J’apporte le thermos de café sous les applaudissements (non, pas à ce point mais des soupirs de soulagement c’est sûr !). Le café de la cuisine est infect mais après la première gorgée, nos papilles sont suffisamment anesthésiées pour savourer l’ingestion de caféine.

Après plus de deux heures de réunion, mon cerveau ressemble à de la guimauve. J’ai enchaîné les heures cette semaine, à la fois sur notre groupe à Cora et moi et sur un autre groupe pour compenser les collègues en arrêt. Je ne rêve que d’une chose : remonter à Paris pour le week-end, retrouver mes deux colocataires d’amour et dormir. Ce matin j’ai commencé le boulot à sept heures. Mon reflet dans le miroir m’a fait flipper. Sincèrement ! J’ai des cernes monumentaux et mon anticerne ne fait pas de merveilles. Je me suis levée en baillant, j'ai déjà ingurgité plus de café que mon estomac ne peut le supporter et j’ai dû séparer deux jeunes du groupe qui se battaient dans le couloir avant même d’avoir petit-déjeuner. En fait j’apprécie les réunions plus que je ne le devrais, parce que mon corps se repose et mon cerveau déconnecte même si ce n’est pas très professionnel. Heureusement je peux compter sur Cora qui semble très attentive et plus reposée. J’ai pris quasiment toutes les heures supplémentaires, je ne veux pas que ma collègue, proche de la retraite, s’épuise.

- J’ai étudié vos demandes de récupération, dit mon chef de service en bout de table, ce qui réveille la totalité de l’équipe, moi la première. Martin, c’est ok pour toi, Samira sera rentrée de son congé. Sophia, je te redis ça quand j’aurais eu Franck au téléphone pour savoir si son arrêt est prolongé mais il était confiant. Johanna, en revanche, je ne peux pas t’accorder ton lundi et ton mardi vu qu’Isaac est prolongé.

Isaac est mon troisième collègue de groupe. Il est en arrêt de travail depuis trois semaines suite à un mauvais coup reçu en séparant deux jeunes qui se bastonnaient dans la cour. Cela veut dire que depuis trois semaines, Cora et moi gérons le groupe.
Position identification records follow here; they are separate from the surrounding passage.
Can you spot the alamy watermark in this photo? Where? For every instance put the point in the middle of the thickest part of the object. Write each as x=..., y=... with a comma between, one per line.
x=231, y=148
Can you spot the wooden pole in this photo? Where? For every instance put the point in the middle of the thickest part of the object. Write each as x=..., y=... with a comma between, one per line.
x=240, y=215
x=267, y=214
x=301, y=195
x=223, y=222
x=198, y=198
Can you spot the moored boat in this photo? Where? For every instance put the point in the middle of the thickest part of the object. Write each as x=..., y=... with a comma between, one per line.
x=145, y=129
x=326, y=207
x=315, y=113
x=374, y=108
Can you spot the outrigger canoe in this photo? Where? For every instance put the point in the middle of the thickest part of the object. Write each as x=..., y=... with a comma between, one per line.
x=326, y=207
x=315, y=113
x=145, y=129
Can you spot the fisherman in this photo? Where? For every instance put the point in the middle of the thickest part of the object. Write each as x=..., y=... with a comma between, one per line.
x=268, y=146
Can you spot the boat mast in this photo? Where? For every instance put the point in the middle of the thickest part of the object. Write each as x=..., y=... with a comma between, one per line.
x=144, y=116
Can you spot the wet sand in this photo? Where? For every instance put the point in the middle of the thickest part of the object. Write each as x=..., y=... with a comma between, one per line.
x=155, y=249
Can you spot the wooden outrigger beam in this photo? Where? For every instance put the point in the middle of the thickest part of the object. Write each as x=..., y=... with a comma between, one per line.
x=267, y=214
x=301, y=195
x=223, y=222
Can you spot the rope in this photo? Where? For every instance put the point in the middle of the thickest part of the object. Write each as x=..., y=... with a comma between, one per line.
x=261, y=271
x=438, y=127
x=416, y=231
Nos collègues ne veulent pas bosser seuls sur ce groupe car nous avons des jeunes assez violents et rebelles. C’est le problème de la tranche d’âge de l’adolescence mêlée aux maladies mentales. C’est une phase où la maladie se développe rapidement et nous devons encadrer tout cela comme nous le pouvons. Je ne m’en sors pas trop mal lorsque je dois séparer des jeunes, mais autant dire qu’une présence masculine ne fait pas de mal de temps en temps.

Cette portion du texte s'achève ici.